The authors analyze the parameter-space dynamics of OPD, showing that it occupies a relaxed off-principal regime between SFT and RLVR, with intermediate selectivity and geometry preservation. OPD maintains a low-dimensional update subspace from early training, which emerges early and is functionally sufficient for learning, as demonstrated by robust performance under rank constraints. These findings are supported by stable rank, update magnitude, and spectral shape diagnostics across training progress. OPD exhibits a low-dimensional update subspace that emerges early and remains stable throughout training, distinguishing it from SFT and RLVR. The early low-dimensional update channel in OPD is functionally sufficient, as training remains robust under a rank-16 constraint. OPD's spectral profile is robust to runtime perturbations but sensitive to changes in objective composition, indicating that the update geometry is tied to the learning objective.
The authors analyze the parameter-space behavior of OPD across various variants, focusing on how changes in teacher and student scales, data domains, and random seeds affect the update dynamics. Results show that OPD maintains a consistent low-dimensional update channel across different configurations, with only minor variations in update scale and spectral shape, indicating robustness to these changes. The early emergence and functional sufficiency of this update channel are preserved, suggesting it is a stable feature of the OPD process. OPD maintains a consistent low-dimensional update channel across different teacher and student scales, data domains, and random seeds. Changes in training configurations primarily affect update scale rather than spectral shape, indicating robustness in the update geometry. The early-emerging and functionally sufficient update channel remains stable under various perturbations, highlighting its persistence in OPD.

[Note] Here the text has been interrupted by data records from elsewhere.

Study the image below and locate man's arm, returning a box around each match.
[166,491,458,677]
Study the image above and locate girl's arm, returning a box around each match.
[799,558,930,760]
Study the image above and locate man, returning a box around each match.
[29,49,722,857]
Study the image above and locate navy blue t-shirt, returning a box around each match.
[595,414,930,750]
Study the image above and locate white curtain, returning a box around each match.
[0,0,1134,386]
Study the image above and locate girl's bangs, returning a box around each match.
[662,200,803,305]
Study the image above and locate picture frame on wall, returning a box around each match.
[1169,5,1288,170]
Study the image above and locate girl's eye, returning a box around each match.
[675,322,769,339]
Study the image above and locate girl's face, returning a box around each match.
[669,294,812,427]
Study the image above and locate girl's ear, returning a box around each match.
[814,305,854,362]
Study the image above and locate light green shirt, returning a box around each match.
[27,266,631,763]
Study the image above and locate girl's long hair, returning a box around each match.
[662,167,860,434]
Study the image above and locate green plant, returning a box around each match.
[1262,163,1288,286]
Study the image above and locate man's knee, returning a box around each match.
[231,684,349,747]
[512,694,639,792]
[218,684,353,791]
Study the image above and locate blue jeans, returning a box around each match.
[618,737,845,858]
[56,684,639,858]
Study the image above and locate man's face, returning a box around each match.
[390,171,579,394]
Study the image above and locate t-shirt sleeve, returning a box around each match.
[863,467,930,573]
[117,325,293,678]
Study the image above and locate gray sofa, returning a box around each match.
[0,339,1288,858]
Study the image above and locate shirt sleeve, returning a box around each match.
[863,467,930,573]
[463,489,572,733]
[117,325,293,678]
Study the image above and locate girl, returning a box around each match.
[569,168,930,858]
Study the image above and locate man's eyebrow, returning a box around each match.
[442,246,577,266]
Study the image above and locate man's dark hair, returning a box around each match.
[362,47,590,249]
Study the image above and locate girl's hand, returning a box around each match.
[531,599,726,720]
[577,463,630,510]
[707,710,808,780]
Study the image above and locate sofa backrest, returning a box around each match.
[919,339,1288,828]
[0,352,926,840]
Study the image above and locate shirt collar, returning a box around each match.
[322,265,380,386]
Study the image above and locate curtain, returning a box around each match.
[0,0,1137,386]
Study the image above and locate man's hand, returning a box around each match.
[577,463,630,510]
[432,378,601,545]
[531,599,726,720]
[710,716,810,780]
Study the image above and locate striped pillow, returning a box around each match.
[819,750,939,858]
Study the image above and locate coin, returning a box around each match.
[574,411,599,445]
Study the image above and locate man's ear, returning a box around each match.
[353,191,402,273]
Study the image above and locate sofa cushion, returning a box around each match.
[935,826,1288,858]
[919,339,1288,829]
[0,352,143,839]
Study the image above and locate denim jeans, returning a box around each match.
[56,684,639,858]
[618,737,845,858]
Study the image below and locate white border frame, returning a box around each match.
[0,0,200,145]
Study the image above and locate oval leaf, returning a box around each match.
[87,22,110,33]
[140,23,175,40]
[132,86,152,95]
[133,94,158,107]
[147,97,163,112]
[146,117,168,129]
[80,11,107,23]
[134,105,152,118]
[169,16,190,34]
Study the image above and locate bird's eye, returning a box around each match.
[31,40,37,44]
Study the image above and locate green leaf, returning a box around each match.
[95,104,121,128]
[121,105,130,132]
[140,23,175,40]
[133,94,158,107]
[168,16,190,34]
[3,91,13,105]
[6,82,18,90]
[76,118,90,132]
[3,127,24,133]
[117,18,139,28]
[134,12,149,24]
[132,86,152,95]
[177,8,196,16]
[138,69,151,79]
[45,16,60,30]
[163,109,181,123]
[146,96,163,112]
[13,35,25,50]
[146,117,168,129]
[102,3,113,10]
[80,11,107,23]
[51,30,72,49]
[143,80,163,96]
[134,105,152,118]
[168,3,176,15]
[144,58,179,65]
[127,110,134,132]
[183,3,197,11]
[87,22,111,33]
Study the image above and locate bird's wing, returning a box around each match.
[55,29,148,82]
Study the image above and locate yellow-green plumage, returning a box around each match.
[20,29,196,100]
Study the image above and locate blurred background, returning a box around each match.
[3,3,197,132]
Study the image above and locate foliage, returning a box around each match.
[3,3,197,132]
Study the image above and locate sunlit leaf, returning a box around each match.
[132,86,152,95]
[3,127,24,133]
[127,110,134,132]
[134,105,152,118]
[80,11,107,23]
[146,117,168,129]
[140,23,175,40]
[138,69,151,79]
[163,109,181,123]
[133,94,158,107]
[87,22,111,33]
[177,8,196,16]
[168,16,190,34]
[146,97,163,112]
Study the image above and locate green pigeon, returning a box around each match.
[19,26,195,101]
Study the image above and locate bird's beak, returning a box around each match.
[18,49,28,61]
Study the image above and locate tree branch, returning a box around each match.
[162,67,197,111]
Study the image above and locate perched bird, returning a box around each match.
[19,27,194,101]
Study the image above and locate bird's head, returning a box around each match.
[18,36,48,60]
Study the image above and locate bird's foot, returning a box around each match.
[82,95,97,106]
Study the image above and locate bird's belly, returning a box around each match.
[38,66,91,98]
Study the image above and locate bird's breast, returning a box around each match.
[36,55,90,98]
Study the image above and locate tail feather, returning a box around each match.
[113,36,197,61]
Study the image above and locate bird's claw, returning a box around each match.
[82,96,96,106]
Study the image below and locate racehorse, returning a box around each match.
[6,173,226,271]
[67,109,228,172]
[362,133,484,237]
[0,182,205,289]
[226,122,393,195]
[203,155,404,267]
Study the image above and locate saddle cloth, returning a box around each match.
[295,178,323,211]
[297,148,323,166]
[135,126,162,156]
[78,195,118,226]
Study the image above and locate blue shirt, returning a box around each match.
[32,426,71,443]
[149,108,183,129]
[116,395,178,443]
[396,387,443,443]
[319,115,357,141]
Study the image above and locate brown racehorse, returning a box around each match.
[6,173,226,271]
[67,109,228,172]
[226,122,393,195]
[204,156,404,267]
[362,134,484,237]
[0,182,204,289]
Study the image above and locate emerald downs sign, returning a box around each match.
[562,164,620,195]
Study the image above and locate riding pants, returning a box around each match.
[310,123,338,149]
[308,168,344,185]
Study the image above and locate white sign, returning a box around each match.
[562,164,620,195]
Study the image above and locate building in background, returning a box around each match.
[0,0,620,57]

The experiments evaluate the parameter-space dynamics of OPD by comparing its fine-tuning trajectory against SFT and RLVR while testing its robustness under rank constraints, architectural variations, and runtime perturbations. Qualitative analysis reveals that OPD consistently occupies an intermediate regime between the two baselines in terms of sparsity and subspace geometry. Rather than relying on minor parameter changes, OPD uniquely establishes a low-dimensional, early-locked update channel that remains functionally sufficient for learning. This structural pattern demonstrates strong stability across diverse configurations, though it remains sensitive to shifts in the underlying learning objective.